Thursday, April 21, 2022

Of Elaine May and Mike Nichols

Considering the career of Elaine May and especially the setback--and indeed, kind of setback--Ishtar dealt her career I find myself thinking of her old comedy partnership with Mike Nicholas, and what Andrew Sarris famously said of him very early on in his career (way back in 1968). "No American director since Orson Welles had started off with such a bang"--he was speaking here of that classic, The Graduate--"but Welles . . . followed his own road, and that made all the difference. Nichols seems too shrewd ever to get off the main highway. His is the cinema and theatre of complicity."

So did it seem in the late '80s.
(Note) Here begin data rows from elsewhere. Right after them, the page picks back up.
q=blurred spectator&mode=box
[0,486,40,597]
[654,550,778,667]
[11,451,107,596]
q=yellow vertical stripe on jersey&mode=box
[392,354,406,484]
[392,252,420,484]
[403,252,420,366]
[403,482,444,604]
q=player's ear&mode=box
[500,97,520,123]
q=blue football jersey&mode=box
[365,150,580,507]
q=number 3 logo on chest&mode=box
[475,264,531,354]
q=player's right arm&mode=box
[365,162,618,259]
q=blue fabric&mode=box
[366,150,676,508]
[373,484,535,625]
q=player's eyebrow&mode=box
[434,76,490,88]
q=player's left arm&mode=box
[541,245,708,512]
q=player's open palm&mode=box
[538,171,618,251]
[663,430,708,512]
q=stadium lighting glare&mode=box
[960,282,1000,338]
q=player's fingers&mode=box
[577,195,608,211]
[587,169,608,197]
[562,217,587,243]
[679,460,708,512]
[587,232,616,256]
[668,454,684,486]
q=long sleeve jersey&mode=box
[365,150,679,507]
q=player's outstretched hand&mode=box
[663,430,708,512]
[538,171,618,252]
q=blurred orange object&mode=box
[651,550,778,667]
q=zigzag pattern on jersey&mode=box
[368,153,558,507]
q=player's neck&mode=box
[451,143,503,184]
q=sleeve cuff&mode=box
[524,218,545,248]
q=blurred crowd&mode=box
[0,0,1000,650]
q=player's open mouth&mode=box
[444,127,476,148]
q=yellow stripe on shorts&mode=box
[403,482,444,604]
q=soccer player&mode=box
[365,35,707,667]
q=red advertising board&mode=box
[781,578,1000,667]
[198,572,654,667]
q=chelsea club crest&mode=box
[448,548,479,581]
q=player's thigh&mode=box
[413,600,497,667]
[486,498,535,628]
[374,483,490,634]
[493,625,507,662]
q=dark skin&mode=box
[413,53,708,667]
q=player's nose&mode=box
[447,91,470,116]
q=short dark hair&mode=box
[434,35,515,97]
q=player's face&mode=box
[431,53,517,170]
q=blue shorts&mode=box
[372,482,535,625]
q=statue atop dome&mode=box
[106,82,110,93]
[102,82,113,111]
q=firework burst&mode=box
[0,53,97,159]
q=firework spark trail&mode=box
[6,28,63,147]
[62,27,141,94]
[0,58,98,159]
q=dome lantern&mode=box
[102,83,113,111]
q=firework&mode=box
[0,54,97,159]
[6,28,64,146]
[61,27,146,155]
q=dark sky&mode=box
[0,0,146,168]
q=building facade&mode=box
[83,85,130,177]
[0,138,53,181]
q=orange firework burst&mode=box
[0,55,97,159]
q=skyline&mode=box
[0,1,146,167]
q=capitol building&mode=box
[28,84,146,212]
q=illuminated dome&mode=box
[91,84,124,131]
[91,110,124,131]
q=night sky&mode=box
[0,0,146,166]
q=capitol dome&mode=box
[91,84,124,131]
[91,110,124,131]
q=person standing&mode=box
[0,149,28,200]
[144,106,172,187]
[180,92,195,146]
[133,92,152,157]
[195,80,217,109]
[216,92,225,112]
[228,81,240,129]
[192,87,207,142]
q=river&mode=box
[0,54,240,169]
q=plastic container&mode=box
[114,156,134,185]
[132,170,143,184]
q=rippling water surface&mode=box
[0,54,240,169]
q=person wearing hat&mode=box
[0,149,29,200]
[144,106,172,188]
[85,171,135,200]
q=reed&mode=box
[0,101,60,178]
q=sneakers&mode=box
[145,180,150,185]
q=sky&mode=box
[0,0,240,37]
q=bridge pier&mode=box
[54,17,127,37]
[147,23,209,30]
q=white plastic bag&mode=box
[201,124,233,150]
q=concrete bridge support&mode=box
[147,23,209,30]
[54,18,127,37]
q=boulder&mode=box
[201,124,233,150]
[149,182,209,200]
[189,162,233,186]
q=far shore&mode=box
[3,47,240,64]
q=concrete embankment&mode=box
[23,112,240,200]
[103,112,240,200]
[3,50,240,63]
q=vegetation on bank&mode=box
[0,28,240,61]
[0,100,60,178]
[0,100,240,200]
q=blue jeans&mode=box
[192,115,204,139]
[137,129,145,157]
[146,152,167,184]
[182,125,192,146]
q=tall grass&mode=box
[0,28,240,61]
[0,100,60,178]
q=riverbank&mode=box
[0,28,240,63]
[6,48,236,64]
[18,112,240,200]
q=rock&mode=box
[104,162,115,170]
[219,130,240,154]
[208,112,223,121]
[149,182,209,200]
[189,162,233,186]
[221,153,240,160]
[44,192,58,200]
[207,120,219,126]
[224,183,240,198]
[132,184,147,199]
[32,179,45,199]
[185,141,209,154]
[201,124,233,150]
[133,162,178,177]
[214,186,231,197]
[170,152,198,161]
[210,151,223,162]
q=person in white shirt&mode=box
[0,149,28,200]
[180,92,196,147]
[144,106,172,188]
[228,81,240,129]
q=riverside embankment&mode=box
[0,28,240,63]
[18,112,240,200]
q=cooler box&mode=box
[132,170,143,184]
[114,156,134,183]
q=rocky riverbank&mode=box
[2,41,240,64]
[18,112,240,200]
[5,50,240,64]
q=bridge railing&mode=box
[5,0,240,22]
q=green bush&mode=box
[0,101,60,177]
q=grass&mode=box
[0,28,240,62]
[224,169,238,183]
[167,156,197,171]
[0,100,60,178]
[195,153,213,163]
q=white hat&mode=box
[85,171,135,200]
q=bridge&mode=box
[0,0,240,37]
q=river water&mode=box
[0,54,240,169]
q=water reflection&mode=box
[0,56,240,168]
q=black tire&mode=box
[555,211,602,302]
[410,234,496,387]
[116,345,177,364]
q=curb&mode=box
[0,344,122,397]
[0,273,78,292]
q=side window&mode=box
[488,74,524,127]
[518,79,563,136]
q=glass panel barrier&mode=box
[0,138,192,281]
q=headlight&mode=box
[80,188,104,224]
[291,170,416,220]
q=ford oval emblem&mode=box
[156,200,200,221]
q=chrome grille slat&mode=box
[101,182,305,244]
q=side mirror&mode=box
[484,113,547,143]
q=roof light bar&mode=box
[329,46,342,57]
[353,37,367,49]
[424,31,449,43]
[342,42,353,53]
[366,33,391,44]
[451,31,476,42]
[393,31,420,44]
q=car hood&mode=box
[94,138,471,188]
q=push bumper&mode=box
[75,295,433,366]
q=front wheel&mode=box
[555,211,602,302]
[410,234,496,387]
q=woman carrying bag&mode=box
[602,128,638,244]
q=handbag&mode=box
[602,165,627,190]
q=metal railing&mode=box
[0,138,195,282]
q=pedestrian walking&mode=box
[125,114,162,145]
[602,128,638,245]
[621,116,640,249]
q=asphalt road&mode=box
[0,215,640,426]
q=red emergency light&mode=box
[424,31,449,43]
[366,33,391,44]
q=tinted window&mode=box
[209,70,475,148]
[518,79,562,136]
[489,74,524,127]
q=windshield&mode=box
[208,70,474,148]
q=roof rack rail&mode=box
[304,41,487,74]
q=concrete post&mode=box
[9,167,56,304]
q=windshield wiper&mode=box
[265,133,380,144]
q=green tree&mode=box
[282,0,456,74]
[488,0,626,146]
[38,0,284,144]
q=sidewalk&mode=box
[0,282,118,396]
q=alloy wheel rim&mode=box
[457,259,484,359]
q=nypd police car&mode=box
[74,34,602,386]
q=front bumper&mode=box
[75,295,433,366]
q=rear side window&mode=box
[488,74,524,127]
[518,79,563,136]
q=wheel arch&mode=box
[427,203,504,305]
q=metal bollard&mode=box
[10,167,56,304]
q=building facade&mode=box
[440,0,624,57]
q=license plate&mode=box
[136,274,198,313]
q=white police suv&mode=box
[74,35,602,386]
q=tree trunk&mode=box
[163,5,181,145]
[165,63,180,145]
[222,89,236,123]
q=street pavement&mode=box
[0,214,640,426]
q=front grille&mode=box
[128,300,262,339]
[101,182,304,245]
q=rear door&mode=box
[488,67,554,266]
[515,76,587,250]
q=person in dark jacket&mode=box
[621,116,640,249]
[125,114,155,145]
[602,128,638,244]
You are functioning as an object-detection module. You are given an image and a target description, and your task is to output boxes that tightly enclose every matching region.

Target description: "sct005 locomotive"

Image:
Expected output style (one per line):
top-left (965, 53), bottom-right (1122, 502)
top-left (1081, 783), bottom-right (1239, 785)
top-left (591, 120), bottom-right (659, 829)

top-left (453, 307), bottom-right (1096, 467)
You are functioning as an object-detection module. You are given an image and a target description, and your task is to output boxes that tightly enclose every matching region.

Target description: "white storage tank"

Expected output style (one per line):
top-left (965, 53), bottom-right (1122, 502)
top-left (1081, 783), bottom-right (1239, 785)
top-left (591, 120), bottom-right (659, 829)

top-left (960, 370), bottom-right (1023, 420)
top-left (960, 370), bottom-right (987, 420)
In the same years in which it would seem that a dislike of its politics fed into the significantly exaggerated and undeserved blowback against Ishtar Nichols, after satirizing conformist careerism with "Plastics, Benjamin," followed that main highway through its hundred and eighty degree turn to exalt Wall Street careerism in Working Girl, with Carly Simon singing a benediction over it as the New Jerusalem as the final credits roll (Why does no one get how weird this was?), to a far, far friendlier reception than Ishtar got. And then when, for what was ultimately to be his final directorial credit, Nichols turned his hand to a big screen comedy about covert action in the Greater Middle East the result was Charlie Wilson's War--a very different sort of thing, which also got a friendlier reception from the critics (even if, where audiences were concerned, one not as friendly as its backers seem to have hoped). Thus does Sarris' criticism of Nichols stand a half century on--not only in contrast with Welles, but with May, whom it seems found a milieu even less friendly to going one's own way than Welles did in the years of William Randolph Hearst's rage, studio boss control, and the blacklist.